Wraia shrugged. "Impossible to say without testing."

"Old enough for those wrecks to settle into orbits and form a full ring around half the system," Whitlock interjected grimly. "So I'd say very old. Which means whatever's still powering this place must have a hell of a kick."

Pursing her lips, Wraia nodded as they drifted deeper in. Towards the rear of the bay she could see a larger passage cut into the centre of the wall, a space large enough to drive the whole shuttle through if they wanted to.

"There," she said, pointing. "That's our way in."

"Aye, ma'am."

"Navigator Fifthhorn, there's a main entry at the end of the bay. We should start there."
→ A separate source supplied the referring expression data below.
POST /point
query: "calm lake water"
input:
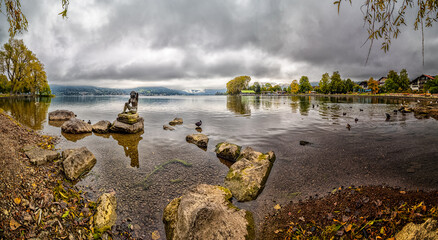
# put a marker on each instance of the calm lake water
(401, 152)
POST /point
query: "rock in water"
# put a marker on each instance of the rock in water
(426, 231)
(247, 177)
(101, 126)
(205, 212)
(61, 115)
(199, 139)
(165, 127)
(128, 118)
(77, 161)
(40, 156)
(106, 215)
(176, 121)
(120, 127)
(75, 126)
(228, 151)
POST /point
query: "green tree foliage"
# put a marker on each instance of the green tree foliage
(238, 84)
(432, 85)
(305, 85)
(384, 19)
(336, 85)
(257, 87)
(294, 86)
(15, 17)
(348, 86)
(23, 71)
(373, 85)
(324, 84)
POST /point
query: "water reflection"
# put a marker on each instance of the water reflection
(239, 105)
(31, 112)
(129, 142)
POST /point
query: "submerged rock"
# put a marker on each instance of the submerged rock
(61, 115)
(426, 231)
(200, 140)
(75, 126)
(205, 212)
(166, 127)
(120, 127)
(128, 118)
(40, 156)
(77, 161)
(106, 215)
(176, 121)
(247, 177)
(228, 151)
(101, 126)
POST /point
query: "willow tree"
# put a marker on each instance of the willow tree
(238, 84)
(385, 18)
(24, 72)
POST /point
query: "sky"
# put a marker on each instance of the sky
(197, 44)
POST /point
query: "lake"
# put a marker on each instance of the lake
(400, 152)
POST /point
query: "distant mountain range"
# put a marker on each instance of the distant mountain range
(143, 91)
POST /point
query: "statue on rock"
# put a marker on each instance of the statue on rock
(132, 104)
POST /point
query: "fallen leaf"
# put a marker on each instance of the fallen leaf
(17, 200)
(14, 224)
(155, 235)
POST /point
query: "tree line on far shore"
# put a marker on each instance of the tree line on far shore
(21, 72)
(334, 84)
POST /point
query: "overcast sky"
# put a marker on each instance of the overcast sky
(196, 44)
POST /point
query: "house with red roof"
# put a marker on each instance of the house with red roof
(418, 83)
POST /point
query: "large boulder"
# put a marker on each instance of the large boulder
(61, 115)
(247, 176)
(426, 231)
(120, 127)
(106, 215)
(200, 140)
(128, 118)
(228, 151)
(39, 156)
(77, 162)
(176, 121)
(101, 126)
(76, 126)
(205, 212)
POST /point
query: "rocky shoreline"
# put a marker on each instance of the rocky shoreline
(36, 199)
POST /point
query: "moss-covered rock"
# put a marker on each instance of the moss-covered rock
(228, 151)
(205, 212)
(105, 216)
(247, 177)
(77, 161)
(200, 140)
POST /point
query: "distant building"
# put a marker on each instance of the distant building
(418, 83)
(381, 81)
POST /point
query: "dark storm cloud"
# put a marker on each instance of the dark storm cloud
(188, 42)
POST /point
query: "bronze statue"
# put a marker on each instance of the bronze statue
(131, 105)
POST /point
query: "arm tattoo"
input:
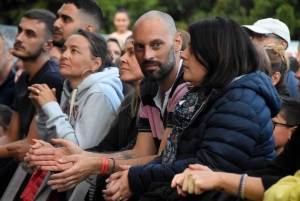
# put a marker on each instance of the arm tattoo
(126, 156)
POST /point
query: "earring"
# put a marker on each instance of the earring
(86, 71)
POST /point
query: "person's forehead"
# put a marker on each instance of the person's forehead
(77, 40)
(32, 24)
(121, 15)
(68, 9)
(150, 30)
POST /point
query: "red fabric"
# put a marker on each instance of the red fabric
(33, 185)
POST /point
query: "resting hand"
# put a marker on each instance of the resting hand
(18, 150)
(195, 180)
(40, 94)
(82, 167)
(119, 185)
(39, 144)
(48, 157)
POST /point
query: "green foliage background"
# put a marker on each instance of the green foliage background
(183, 11)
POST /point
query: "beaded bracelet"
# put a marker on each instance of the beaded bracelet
(114, 165)
(104, 165)
(241, 186)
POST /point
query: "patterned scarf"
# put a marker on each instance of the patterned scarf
(183, 113)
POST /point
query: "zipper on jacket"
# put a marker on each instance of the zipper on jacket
(197, 113)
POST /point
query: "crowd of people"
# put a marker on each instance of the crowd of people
(154, 113)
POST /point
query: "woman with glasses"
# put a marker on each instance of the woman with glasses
(197, 179)
(285, 123)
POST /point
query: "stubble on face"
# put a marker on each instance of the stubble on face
(30, 56)
(164, 70)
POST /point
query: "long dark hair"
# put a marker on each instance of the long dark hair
(98, 48)
(224, 49)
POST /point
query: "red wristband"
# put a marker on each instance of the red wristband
(104, 165)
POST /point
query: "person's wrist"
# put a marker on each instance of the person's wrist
(97, 165)
(220, 180)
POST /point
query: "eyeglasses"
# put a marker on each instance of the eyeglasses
(260, 37)
(286, 125)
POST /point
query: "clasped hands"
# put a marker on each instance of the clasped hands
(118, 185)
(195, 180)
(75, 167)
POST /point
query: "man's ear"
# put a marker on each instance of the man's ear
(292, 130)
(96, 64)
(177, 42)
(275, 78)
(91, 28)
(48, 45)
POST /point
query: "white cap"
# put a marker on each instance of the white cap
(271, 25)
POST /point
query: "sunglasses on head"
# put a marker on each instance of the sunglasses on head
(260, 36)
(286, 125)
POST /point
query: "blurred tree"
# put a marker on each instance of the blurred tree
(183, 12)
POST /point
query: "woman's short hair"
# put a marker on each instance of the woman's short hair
(224, 48)
(98, 48)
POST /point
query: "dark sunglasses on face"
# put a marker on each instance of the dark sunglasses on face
(286, 125)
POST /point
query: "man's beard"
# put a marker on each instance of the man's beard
(32, 56)
(58, 44)
(165, 68)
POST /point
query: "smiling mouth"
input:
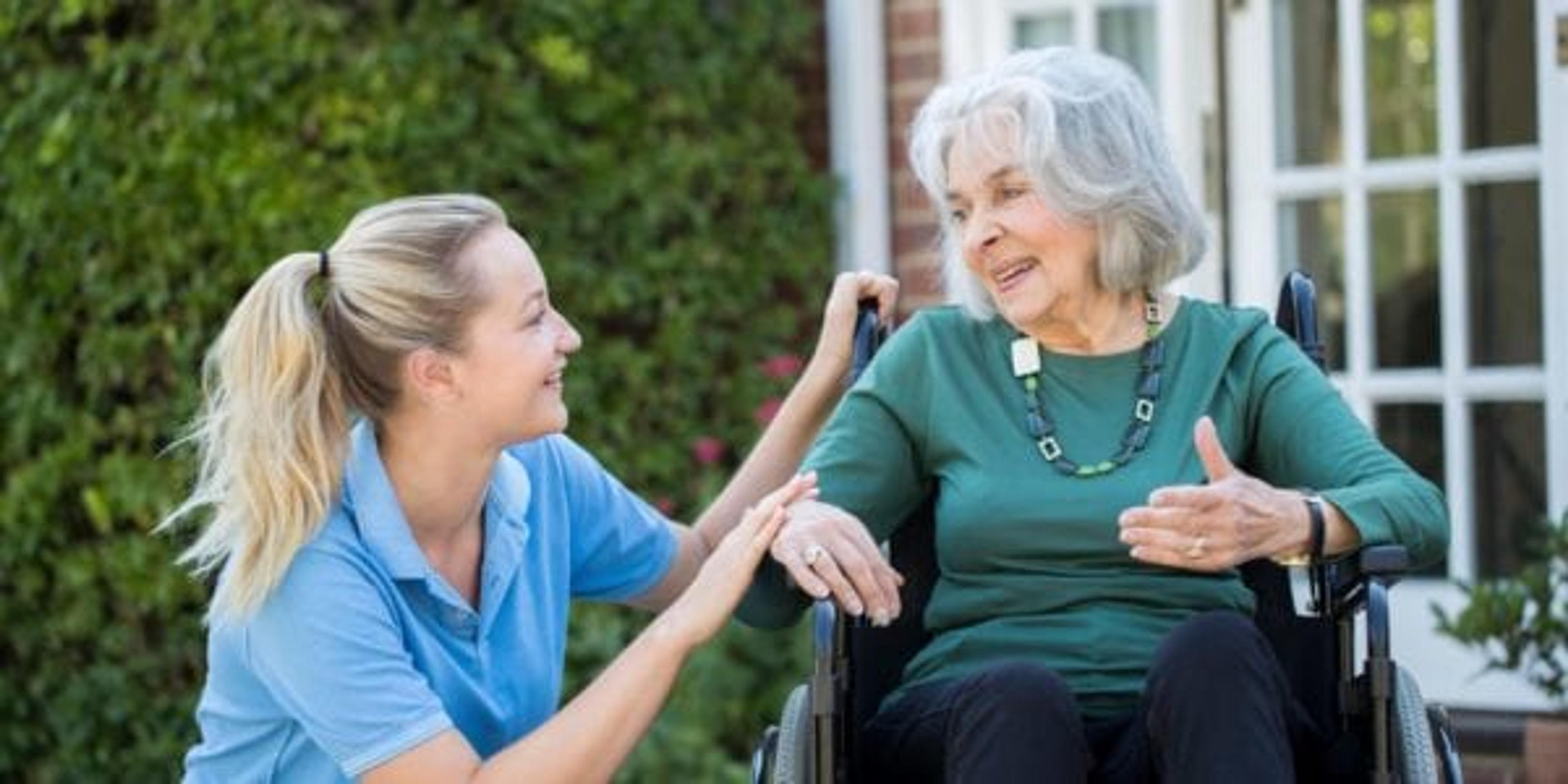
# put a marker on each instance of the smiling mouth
(1009, 275)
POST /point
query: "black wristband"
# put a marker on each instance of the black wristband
(1314, 515)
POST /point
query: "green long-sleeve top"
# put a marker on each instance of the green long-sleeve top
(1031, 562)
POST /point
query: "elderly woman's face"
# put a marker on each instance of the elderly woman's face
(1031, 259)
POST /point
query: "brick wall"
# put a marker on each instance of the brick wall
(915, 67)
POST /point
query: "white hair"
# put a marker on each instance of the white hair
(1084, 129)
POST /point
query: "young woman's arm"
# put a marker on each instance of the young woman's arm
(590, 737)
(784, 444)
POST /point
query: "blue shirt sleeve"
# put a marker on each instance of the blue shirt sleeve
(620, 545)
(339, 667)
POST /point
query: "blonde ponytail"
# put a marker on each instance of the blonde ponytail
(286, 375)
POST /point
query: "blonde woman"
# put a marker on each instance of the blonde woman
(401, 526)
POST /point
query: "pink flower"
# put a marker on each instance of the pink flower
(782, 366)
(767, 410)
(708, 451)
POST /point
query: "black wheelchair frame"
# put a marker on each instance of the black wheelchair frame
(1379, 726)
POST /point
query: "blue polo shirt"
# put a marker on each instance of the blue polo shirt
(364, 651)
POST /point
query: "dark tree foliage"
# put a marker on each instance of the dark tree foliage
(157, 156)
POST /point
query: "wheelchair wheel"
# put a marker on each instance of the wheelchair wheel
(793, 752)
(1417, 761)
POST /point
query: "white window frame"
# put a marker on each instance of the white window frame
(1445, 670)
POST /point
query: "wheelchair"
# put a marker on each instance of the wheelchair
(1379, 728)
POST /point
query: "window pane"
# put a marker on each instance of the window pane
(1499, 73)
(1307, 82)
(1510, 483)
(1401, 78)
(1312, 237)
(1043, 30)
(1405, 278)
(1415, 433)
(1504, 274)
(1128, 35)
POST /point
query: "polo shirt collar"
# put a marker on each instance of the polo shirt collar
(377, 512)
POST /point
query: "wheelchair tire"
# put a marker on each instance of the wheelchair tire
(1417, 760)
(793, 752)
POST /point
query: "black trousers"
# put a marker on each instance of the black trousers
(1216, 708)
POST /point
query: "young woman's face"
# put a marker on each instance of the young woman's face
(515, 350)
(1032, 261)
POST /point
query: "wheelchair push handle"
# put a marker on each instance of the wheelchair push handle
(868, 339)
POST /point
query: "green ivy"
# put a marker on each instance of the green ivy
(157, 156)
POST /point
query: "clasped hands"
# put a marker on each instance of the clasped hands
(1232, 519)
(1209, 528)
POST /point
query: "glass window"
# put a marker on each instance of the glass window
(1128, 33)
(1510, 483)
(1043, 29)
(1499, 73)
(1504, 278)
(1312, 237)
(1401, 79)
(1307, 82)
(1407, 305)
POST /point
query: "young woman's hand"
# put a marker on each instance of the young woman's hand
(713, 597)
(838, 317)
(830, 552)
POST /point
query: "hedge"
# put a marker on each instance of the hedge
(156, 156)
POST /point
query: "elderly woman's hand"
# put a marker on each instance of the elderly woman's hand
(1208, 528)
(838, 317)
(829, 551)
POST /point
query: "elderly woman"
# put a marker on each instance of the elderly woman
(1103, 455)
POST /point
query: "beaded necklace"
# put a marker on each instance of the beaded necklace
(1026, 368)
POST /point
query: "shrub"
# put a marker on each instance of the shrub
(154, 157)
(1521, 623)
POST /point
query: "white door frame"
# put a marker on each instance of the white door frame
(1446, 672)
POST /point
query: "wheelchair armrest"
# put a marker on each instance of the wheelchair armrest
(1344, 578)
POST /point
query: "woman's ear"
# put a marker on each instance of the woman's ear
(430, 377)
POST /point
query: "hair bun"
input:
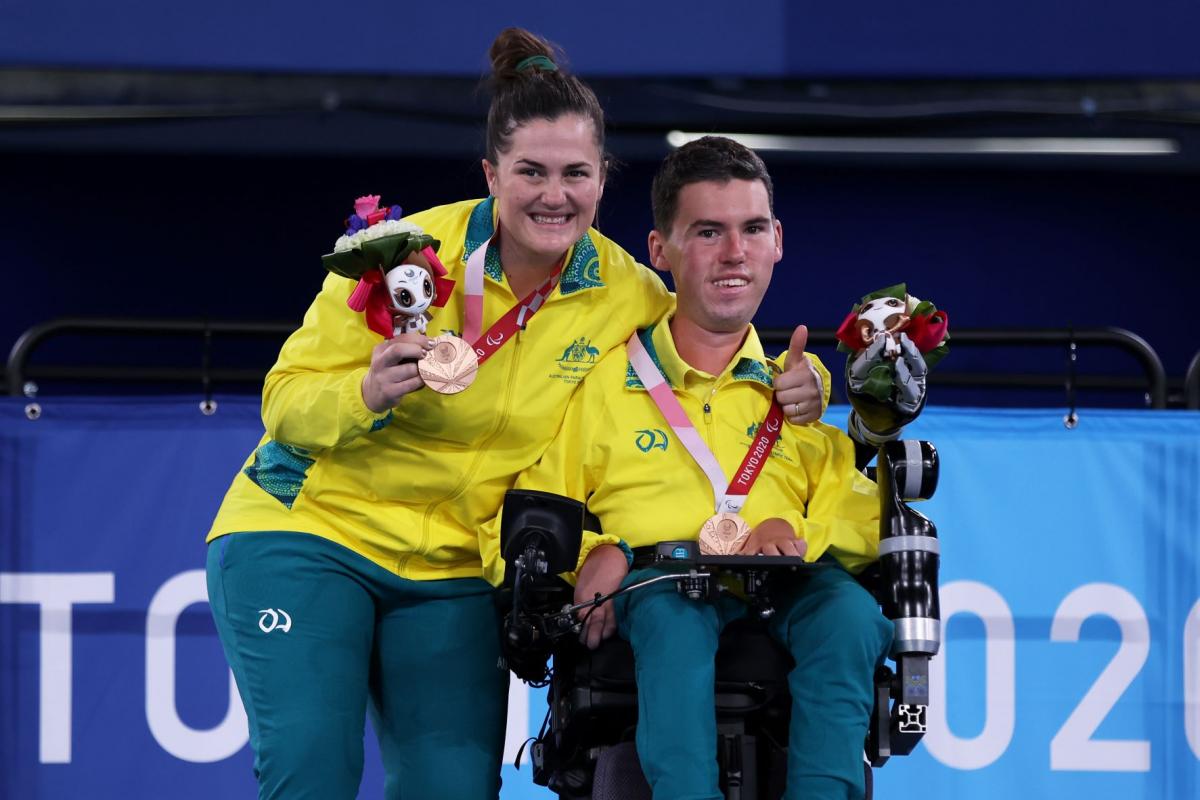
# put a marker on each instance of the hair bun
(519, 52)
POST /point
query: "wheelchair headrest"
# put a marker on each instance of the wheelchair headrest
(553, 524)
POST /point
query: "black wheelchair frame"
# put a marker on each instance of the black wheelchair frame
(585, 750)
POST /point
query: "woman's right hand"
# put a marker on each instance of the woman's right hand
(393, 371)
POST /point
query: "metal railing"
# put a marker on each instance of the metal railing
(1152, 380)
(1192, 383)
(22, 376)
(21, 373)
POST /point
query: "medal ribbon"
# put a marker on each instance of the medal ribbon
(511, 322)
(730, 495)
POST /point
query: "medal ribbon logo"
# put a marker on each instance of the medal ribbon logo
(730, 495)
(513, 320)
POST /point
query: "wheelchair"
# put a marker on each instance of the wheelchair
(585, 750)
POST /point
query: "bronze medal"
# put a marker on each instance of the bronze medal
(723, 534)
(450, 366)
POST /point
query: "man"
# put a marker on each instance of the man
(627, 449)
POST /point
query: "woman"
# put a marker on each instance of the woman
(355, 519)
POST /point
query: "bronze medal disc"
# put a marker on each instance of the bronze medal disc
(723, 534)
(450, 366)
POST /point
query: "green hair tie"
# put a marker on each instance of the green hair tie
(541, 61)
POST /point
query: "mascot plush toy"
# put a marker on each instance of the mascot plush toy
(893, 341)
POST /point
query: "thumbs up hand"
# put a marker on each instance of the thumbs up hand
(799, 389)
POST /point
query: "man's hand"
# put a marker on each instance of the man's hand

There was a moment of static on the comm, before Prallas answered. "Agreed." He didn't say anything more, but she saw the bulky Narvorian boarder shift its trajectory slightly, drifting downwards with manoeuvring thrusters pulsing.

"Stay with them, Ensign."

The pilot nodded, his hands precisely over the controls. She felt the faint kick of their own thrusters bringing them down into line with Prallas's vessel. Moving in a diagonal formation, they edged down towards a huge, flat lip of rocky prominence. It probably wasn't a landing pad, but it was large enough for them to use for that purpose. The scale of this whole place made Wraia's head spin.